Mayor Dennis Hession gained a bit of ground on Councilwoman Mary Verner in the second day of counting, but Hession still has a significant gap to cover to keep his job.
Meanwhile, Wednesday’s new count totals were enough to convince Spokane City Councilman Brad Stark to concede to Richard Rush, guaranteeing three new faces on City Council next year.
A day after becoming the probable mayor-elect of the state’s second-largest city, Verner was back at work at Upper Columbia United Tribes. Verner said if she wins, she will continue her job there until just before taking office when results are certified Nov. 27.
“I need to work straight through to make a smooth transition,” Verner said.
She said she wouldn’t declare victory and meet with city staff until a win is certain.
“I don’t want to waste anyone’s time, but I also don’t want to waste time getting started,” she said.
Attempts to reach Hession after Wednesday’s new vote count were unsuccessful.
A Spokesman-Review computer analysis of the city’s voting patterns shows that Verner owes her lead to strong support in north Spokane – particularly West Central and precincts between North Division and North Market – as well as Browne’s Addition and the lower South Hill. Hession did well in the city’s downtown precincts, the upper South Hill, the residential areas expanding on the Moran Prairie, and Indian Trail and Five Mile.
Hession won Wednesday’s ballot count, taking about 52.5 percent of about 5,900 ballots tallied late in the afternoon, gaining most of his ground on the South Hill and the far northwest precincts in the city. But to overcome Verner’s lead – currently 2,607 votes out of about 39,000 counted so far – he’ll have to win a much larger percentage of the votes in subsequent tallies.
There’s no way to know exactly how many city ballots have yet to be counted because voters had until Tuesday evening to mail their ballots. But if the city reaches 55 percent turnout, that would leave about 16,000 ballots left to be counted. To win, Hession would need nearly 60 percent of them. That percentage would go down if more ballots come in, but up if fewer are returned.
A Verner win could set into motion a variety of personnel changes.
One guaranteed opening would be on City Council to take over the last two years of Verner’s term.
City Council President Joe Shogan said he expects to open an application process for the seat in early December.
As mayor, Verner would have the ability to replace the directors of any city department. During the campaign, she noted her support for keeping Police Chief Anne Kirkpatrick, but said she wouldn’t discuss other possible hires and fires out of respect to those in place.

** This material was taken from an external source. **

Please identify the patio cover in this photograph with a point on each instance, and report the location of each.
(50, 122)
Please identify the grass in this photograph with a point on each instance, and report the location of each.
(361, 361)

Of the two City Council races that were too close to call Tuesday, the race between Steve Corker and Lewis Griffin tightened, but only slightly. After Wednesday, Corker leads 52 percent to 48 percent.
In the other race, Stark said Wednesday his deficit was too much to overcome and called Rush to congratulate him.
Stark, whose district is the same as Verner’s, said “unequivocally no” when asked if he would consider applying for the open seat that could be left if Verner becomes mayor.
“I have a couple of things in the hopper. We’ll see,” Stark said. “We got a hell of a lot done the last four years.”